Strategy
Hedging the real risk of private fund yield.
Private fund returns look smooth on paper. They are not. Each position in the basket carries a sized hedge against a publicly traded counterpart that prices the same underlying risk.
Background
The Cambridge US Private Equity Index reported a 25% max drawdown in 2008. Over the same window, leveraged loans tracking the same credit fell 38%, BDCs holding nearly identical loan portfolios fell 60%, and listed PE manager equity traded at 70 to 88% discounts to reported NAV. Reported NAV smooths losses; the public counterpart prices them in real time. Investors using reported volatility as a measure of true risk understate drawdowns by two to three times.
| Proxy | 2008 (GFC) | 2015 16 | Q4 2018 |
|---|---|---|---|
| Cambridge PE Index (reported) | −25% | −1% | −2% |
| Liquid PE proxy basket | −58% | −28% | n/a |
| PE managers basket | n/a | −36% | −24% |
| BDC / leveraged loan basket | −60% | −33% | n/a |
| S&P 500 (reference) | −53% | −11% | −19% |
Source: Bloomberg, Cambridge Associates, Man Group analysis (van Dooijeweert, 2019).
Three proxy approaches
Three categories of publicly traded proxies are used in combination. No single proxy is the sole point of failure.
1. Liquid public proxies
Regression based baskets that match the factor exposures of the underlying private fund. Industry tilts plus bottom up name selection, avoiding the mega cap, biotech, utility, and REIT weightings that distort general public indices.
2. Manager basket
The publicly traded equity of the private fund managers themselves: Apollo, KKR, Blackstone, Ares, Carlyle, Oaktree, Intermediate Capital. High beta to the underlying cycle. In 2015 the basket fell 36% while the S&P 500 fell 11%; in Q4 2018 it fell 24% versus 19%.
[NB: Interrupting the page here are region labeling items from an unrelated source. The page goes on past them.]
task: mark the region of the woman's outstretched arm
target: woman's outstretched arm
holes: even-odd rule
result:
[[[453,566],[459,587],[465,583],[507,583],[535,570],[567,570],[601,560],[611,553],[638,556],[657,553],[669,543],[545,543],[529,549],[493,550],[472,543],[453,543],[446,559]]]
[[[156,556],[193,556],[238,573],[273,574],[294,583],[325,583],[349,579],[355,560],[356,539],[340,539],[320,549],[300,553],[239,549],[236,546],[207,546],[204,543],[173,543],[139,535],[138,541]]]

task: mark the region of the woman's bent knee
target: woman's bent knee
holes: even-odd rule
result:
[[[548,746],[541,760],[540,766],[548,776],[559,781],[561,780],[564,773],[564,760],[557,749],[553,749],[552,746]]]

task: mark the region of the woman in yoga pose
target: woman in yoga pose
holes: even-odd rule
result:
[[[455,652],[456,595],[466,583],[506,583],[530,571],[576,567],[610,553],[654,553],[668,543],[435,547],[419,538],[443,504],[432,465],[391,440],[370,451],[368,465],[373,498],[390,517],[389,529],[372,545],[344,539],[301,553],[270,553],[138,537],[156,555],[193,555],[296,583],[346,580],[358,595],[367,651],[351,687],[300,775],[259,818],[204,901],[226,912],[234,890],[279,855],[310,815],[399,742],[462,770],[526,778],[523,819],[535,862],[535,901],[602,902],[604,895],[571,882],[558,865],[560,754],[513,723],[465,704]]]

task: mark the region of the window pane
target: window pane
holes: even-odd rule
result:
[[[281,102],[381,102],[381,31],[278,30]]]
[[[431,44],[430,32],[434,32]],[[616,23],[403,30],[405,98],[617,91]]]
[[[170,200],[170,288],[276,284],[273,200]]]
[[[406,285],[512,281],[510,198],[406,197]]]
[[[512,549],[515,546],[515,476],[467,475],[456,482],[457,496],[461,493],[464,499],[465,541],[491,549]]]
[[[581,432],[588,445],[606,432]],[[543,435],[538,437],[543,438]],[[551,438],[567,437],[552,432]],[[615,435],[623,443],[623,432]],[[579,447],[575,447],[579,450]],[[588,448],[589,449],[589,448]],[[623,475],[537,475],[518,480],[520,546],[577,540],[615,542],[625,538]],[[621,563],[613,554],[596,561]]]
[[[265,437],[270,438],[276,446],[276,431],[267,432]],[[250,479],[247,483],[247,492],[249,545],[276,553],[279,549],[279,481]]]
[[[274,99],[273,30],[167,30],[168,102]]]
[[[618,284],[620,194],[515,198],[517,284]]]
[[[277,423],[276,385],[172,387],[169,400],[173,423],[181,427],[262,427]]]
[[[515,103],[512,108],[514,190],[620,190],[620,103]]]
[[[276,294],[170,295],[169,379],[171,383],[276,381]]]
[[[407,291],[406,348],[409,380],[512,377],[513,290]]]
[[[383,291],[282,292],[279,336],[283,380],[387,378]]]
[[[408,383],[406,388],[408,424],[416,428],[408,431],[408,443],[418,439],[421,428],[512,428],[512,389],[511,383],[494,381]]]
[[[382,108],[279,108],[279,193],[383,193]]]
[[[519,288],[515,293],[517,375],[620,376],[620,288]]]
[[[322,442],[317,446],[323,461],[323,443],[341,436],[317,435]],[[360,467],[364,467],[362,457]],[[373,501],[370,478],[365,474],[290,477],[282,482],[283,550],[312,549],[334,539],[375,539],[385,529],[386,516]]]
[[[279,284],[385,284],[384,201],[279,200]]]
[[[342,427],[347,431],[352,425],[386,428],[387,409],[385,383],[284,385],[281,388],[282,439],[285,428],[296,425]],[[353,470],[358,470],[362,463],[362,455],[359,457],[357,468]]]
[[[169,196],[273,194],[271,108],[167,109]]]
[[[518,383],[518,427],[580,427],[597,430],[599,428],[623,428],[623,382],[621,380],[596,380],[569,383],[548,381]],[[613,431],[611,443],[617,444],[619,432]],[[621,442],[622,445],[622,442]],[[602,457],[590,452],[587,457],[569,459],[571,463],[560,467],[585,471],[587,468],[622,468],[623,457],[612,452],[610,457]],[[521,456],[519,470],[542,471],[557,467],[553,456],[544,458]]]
3. BDCs and leveraged loan instruments
For private credit positions, BDCs and leveraged loan ETFs hold the same loans (or close substitutes) and price them daily. The most direct proxy because the underlying obligations are the same.
Hedging instruments
- Outright puts. Direct downside protection. Around 2 to 3% per annum for a 1Y 85% strike on liquid PE proxies. Maximum payoff in tail events.
- Put spreads. Buy closer to money, sell further out. Cuts premium 30 to 40% and caps payoff. The cap is rarely binding because the underlying private fund itself marks slowly.
- Underperformance options. Profit when the proxy underperforms a reference index (typically the S&P 500). Captures private fund specific risk like fee compression that shows up as relative weakness.
Hedging cost reference
| Proxy | 1Y put | Put spread | Notes |
|---|---|---|---|
| S&P 500 | 2.2% | 1.9% | Cheapest. Weakest correlation to PE. |
| Liquid PE proxy | 2.8% | 1.9% | Best correlation / option depth balance. |
| PE managers basket | 3.4% | 2.4% | Highest beta. Thinner option liquidity. |
| Leveraged loan index | 1.5% | 1.0% | Cheapest credit hedge. |
| BDC basket | 2.6% | 2.1% | Largest 2008 payoff. Lower depth. |
1Y 85% strike (puts) and 85/65 (spreads) for liquid PE and managers; 90% and 90/75 for loan and BDC. Source: Man Group, Bloomberg. Reference points; sizing, strike, and tenor tuned per position.
Selection logic
S&P 500 puts are the cheapest equity hedge but the index is a poor match for private fund risk, and layering shorts on it cancels the public yield the basket already holds.
The basket diversifies across all three proxy approaches. Per position weights depend on which proxy historically tracked the underlying best under stress, weighted by option market depth at the required size.
Hedge effectiveness is set by conditional correlation under stress, not historical drawdown. That correlation is unstable. Each pairing is its own regression, refreshed continuously. Pairings whose stress correlation degrades trigger an instrument review.
Why public hedges work
Book value accounting structurally understates drawdowns. The public counterpart hedges what the underlying actually is, not what the smoothed mark says.
The crystallization point is the key mechanic. Mark to market hedges register gains in real time, while the private fund has not yet adjusted its NAV. Those gains fund distributions and redemptions through the cycle without forced sales of the underlying. This is the failure mode that destroys most unhedged private fund allocations: holders forced to test private market liquidity at the worst moment. Per position hedging removes that constraint.